18-29: Escape XML-like context values.

cwd/shell can contain <, &, etc., which can break the structured block. Consider XML-escaping to keep the prompt well‑formed.

Possible change
-        val cwd = resolveWorkingDirectory(context)
-        val shell = Environment.BASH_SHELL?.name ?: "bash"
+        val cwd = escapeXml(resolveWorkingDirectory(context))
+        val shell = escapeXml(Environment.BASH_SHELL?.name ?: "bash")
         return buildString {
             appendLine("<environment_context>")
             appendLine("  <cwd>$cwd</cwd>")
             appendLine("  <approval_policy>$APPROVAL_POLICY</approval_policy>")
             appendLine("  <sandbox_mode>$SANDBOX_MODE</sandbox_mode>")

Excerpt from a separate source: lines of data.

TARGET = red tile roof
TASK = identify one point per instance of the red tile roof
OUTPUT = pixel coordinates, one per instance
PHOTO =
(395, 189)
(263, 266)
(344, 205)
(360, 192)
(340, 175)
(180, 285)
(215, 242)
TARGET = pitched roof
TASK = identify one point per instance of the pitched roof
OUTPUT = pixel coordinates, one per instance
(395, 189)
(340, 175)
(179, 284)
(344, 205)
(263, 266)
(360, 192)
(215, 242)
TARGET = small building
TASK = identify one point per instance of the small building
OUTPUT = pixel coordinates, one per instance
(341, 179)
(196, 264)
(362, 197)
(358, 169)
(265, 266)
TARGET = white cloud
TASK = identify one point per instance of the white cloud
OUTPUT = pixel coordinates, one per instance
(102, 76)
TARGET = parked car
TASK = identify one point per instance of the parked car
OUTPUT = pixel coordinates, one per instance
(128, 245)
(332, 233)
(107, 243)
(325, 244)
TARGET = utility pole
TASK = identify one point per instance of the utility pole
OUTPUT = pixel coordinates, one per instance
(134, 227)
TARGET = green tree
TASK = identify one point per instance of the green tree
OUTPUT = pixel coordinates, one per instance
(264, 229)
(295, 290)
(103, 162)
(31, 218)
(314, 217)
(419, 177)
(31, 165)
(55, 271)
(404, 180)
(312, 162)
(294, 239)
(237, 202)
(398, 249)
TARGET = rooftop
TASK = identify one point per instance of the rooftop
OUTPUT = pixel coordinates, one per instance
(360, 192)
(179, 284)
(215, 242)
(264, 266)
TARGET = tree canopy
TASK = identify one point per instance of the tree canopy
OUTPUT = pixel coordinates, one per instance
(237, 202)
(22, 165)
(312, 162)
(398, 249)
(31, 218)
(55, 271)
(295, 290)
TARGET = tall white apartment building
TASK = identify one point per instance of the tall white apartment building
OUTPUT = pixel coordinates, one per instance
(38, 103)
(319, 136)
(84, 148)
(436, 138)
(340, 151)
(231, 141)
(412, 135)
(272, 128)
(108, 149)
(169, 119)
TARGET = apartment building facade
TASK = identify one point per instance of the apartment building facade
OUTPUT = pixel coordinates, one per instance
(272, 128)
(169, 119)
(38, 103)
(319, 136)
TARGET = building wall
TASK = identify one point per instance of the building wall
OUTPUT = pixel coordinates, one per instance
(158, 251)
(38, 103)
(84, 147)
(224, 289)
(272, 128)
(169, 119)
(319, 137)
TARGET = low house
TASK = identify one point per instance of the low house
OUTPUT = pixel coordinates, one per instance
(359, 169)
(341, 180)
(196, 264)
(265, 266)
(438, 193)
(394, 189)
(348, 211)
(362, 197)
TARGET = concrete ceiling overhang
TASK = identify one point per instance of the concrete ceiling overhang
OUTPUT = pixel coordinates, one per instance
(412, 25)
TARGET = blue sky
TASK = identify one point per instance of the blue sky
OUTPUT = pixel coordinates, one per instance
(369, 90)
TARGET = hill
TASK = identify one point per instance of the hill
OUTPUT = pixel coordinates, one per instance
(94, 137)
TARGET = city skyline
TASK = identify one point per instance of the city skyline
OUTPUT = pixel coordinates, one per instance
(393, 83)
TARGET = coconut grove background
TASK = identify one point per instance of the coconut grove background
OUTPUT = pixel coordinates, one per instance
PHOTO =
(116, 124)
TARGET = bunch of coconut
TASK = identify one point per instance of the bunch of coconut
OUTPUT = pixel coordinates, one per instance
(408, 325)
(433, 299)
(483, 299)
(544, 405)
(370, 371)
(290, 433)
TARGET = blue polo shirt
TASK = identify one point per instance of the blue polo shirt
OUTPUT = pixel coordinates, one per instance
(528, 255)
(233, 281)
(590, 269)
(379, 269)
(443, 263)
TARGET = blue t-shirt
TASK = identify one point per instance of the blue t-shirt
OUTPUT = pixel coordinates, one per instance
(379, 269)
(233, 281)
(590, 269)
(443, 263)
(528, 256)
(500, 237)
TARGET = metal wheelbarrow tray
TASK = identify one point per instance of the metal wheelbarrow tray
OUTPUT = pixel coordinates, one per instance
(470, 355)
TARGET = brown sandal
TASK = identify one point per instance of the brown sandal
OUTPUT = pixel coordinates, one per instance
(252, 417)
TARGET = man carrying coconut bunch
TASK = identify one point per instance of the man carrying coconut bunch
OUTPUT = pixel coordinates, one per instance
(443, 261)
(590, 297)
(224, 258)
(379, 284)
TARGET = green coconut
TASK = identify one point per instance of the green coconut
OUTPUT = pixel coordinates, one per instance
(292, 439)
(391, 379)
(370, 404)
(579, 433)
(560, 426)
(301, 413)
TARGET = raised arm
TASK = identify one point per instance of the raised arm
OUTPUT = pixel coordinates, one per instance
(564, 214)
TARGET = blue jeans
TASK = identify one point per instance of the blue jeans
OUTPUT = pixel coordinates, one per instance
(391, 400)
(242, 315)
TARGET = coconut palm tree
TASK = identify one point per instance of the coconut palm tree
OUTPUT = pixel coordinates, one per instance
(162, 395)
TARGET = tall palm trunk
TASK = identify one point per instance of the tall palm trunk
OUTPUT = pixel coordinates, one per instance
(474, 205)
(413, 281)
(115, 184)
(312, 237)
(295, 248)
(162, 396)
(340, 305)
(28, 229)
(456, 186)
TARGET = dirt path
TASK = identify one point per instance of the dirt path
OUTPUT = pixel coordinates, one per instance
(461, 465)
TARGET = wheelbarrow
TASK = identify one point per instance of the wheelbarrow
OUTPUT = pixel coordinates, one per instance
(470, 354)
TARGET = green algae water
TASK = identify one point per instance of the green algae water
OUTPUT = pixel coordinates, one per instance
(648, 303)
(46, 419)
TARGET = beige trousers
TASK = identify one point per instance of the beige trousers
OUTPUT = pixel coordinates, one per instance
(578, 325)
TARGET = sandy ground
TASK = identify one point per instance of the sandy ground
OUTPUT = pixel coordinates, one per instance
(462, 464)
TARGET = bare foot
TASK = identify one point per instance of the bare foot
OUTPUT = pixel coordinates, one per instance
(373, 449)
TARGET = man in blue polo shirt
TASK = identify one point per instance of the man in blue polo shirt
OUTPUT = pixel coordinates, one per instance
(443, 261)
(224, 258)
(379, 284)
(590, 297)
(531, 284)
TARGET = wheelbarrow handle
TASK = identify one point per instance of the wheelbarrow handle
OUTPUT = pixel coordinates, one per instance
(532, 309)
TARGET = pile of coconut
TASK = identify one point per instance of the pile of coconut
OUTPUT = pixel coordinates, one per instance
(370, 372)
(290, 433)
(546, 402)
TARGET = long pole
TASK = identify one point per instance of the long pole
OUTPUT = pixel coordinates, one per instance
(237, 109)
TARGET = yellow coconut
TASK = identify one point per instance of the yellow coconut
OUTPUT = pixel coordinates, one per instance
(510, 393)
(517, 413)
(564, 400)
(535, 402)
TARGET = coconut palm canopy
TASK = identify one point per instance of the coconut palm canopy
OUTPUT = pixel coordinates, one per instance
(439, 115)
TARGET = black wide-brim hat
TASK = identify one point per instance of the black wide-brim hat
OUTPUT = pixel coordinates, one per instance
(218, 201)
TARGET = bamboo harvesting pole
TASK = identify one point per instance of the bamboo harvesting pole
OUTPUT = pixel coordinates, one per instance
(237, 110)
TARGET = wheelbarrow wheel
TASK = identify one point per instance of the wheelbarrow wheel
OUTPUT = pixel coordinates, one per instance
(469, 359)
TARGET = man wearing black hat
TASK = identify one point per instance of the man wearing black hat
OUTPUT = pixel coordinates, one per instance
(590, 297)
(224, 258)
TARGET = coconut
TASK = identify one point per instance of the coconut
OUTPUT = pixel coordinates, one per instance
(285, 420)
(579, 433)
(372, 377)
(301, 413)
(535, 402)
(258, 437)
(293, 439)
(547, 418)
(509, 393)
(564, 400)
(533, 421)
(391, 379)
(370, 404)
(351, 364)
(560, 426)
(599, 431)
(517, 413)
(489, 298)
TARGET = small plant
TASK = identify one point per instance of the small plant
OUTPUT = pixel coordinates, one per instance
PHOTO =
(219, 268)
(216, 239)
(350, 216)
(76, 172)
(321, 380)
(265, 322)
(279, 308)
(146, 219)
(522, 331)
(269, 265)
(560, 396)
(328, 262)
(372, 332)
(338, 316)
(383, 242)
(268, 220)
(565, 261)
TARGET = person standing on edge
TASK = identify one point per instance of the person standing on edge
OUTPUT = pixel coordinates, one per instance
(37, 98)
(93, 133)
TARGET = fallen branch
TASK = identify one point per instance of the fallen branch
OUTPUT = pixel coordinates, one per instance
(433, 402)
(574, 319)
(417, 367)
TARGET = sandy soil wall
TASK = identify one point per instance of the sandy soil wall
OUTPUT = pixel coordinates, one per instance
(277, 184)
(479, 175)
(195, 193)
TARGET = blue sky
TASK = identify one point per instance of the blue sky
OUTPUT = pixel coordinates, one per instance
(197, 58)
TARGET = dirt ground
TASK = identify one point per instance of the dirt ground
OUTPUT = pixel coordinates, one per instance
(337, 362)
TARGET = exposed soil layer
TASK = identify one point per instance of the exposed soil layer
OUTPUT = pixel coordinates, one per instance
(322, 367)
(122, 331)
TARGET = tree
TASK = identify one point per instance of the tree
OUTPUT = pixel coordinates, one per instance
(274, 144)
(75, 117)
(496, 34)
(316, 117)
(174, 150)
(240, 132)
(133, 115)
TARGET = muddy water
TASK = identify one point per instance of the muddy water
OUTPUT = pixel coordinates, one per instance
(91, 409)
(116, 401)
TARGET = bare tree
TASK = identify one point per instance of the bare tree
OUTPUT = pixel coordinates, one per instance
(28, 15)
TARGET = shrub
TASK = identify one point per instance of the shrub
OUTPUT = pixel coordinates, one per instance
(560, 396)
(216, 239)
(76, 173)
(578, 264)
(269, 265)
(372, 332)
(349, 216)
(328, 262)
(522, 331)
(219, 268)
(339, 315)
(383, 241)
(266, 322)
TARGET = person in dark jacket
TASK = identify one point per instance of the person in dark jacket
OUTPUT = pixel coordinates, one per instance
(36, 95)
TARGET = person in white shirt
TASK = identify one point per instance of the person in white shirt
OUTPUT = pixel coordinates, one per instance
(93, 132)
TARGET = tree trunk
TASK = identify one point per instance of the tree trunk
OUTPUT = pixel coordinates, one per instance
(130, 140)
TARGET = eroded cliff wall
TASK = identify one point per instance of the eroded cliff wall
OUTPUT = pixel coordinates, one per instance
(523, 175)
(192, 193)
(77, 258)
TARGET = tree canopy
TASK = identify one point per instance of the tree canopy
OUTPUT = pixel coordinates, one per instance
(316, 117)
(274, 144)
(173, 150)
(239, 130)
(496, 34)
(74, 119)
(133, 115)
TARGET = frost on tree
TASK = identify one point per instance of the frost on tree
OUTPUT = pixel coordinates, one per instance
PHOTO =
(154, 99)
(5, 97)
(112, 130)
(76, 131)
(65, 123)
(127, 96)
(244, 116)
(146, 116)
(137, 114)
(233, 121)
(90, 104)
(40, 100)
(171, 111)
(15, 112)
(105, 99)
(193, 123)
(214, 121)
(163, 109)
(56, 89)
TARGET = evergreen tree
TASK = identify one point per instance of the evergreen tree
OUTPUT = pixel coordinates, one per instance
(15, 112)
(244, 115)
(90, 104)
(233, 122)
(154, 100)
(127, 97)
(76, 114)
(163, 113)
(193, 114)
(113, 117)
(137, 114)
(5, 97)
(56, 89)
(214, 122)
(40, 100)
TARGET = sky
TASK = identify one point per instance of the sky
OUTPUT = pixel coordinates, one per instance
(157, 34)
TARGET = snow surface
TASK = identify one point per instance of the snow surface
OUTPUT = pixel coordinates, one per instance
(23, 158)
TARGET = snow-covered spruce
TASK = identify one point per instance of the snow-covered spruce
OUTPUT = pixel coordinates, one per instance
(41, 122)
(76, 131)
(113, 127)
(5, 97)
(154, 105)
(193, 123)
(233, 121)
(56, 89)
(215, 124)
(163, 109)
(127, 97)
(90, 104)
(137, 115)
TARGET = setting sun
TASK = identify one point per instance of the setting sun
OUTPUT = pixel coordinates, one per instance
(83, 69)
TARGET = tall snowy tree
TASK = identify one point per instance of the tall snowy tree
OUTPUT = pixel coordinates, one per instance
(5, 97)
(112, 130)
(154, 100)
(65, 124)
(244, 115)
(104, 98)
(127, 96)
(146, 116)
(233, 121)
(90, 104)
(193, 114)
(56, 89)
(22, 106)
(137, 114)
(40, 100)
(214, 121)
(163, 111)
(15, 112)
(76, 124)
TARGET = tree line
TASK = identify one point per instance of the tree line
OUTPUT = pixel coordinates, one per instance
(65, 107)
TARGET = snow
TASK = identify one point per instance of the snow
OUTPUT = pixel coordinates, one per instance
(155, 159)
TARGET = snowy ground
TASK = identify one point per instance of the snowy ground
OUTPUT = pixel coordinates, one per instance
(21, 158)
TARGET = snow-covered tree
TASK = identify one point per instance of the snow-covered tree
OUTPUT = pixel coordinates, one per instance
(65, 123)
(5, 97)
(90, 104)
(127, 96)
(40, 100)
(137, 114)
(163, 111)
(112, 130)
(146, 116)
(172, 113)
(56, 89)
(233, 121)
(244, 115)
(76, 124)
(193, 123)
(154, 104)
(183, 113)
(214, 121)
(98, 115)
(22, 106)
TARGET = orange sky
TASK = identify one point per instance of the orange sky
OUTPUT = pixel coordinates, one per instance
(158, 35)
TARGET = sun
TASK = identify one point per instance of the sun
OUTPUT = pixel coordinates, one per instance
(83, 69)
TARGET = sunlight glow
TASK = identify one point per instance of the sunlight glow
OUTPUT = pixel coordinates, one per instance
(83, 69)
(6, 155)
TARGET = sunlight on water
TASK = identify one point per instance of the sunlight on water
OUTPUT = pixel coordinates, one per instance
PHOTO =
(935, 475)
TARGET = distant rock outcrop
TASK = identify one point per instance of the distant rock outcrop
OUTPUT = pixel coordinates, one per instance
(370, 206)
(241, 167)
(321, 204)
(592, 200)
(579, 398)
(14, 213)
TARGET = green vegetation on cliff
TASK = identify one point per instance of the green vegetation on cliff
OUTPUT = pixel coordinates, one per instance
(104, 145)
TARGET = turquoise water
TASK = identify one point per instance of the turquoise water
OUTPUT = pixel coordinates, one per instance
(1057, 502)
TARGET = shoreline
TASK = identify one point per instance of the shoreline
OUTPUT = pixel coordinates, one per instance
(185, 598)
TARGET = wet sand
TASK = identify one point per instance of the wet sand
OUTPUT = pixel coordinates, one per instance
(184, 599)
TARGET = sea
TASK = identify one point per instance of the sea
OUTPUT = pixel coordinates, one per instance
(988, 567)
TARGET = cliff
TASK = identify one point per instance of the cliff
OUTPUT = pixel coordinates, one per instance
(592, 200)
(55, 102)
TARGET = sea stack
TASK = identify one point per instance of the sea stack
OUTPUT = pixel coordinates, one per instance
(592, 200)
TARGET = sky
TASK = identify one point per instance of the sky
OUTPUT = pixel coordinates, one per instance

             appendLine("  <network_access>$NETWORK_ACCESS</network_access>")
             appendLine("  <shell>$shell</shell>")
             append("</environment_context>")
         }
     }
+
+    private fun escapeXml(value: String): String =
+        value.replace("&", "&amp;")
+            .replace("<", "&lt;")
+            .replace(">", "&gt;")
+            .replace("\"", "&quot;")
+            .replace("'", "&apos;")
app/src/main/java/com/itsaky/androidide/agent/repository/utils.kt (1)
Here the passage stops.